Chief Justice of Meghalaya High Court
- In office 24 November 2021 – 1 November 2023
- Nominated by: N. V. Ramana
- Appointed by: Ram Nath Kovind
- Governor: Satya Pal Malik
- Preceded by: Ranjit Vasantrao More
- Succeeded by: S. Vaidyanathan

Chief Justice of Madras High Court
- In office 4 January 2021 – 16 November 2021
- Nominated by: Sharad Arvind Bobde
- Appointed by: Ram Nath Kovind
- Governor: Banwarilal Purohit
- Preceded by: Amreshwar Pratap Sahi
- Succeeded by: M. Duraiswamy (acting)

Judge of Calcutta High Court
- In office 22 June 2006 – 3 January 2021
- Nominated by: Yogesh Kumar Sabharwal
- Appointed by: A. P. J. Abdul Kalam

Personal details
- Born: 2 November 1961 (age 64)
- Education: University of Calcutta St. Paul's School, Darjeeling

= Sanjib Banerjee =

Former Chief Justice of Meghalaya High Court

Sanjib Banerjee (born 2 November 1961) is an Indian retired judge who was the Chief Justice of Meghalaya High Court.
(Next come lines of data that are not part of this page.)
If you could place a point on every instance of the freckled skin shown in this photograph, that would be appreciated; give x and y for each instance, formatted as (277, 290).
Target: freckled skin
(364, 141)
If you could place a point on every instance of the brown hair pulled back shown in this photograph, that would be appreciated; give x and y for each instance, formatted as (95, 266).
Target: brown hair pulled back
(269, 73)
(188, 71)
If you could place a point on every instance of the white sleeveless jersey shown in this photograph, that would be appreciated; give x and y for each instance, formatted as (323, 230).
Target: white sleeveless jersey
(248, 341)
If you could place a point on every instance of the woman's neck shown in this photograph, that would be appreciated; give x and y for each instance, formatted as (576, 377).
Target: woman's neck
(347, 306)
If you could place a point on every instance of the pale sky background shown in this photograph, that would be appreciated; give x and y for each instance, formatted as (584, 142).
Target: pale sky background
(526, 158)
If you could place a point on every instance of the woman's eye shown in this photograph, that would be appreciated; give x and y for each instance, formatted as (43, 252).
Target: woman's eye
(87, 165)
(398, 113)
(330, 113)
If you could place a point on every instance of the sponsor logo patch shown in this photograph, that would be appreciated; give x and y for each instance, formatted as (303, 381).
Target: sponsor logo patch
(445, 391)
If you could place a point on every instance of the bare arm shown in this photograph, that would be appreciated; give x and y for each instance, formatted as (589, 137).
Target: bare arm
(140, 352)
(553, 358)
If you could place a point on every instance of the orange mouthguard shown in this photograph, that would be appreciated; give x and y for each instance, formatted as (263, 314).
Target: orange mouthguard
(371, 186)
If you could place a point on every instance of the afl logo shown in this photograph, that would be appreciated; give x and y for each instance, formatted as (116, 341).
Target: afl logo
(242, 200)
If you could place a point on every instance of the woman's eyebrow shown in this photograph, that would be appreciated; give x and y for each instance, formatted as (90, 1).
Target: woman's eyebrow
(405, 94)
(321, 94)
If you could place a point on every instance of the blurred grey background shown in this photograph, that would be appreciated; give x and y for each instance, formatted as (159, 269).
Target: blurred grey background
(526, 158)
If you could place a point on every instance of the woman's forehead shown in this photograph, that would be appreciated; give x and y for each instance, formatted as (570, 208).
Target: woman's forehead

He previously served as the Chief Justice of Madras High Court and a judge in Calcutta High Court.

==Career==
Banerjee did his schooling from St. Paul's School, Darjeeling and passed B.Sc. with Honors in Economics in 1983 and LL.B. in 1986-87 from University of Calcutta. Banerjee started his career as a sports journalist in The Telegraph. Banerjee was enrolled as an Advocate on 21 November 1990. He practiced in various High Courts. He was elevated as Permanent Judge of Calcutta High Court on 22 June 2006. He was appointed Chief Justice of Madras High Court on 31 December 2020 and took oath on 4 January 2021. He was transferred as Chief Justice of Meghalaya High Court on 15 November 2021 and took oath on 24 November 2021. He retired on 1 November 2023.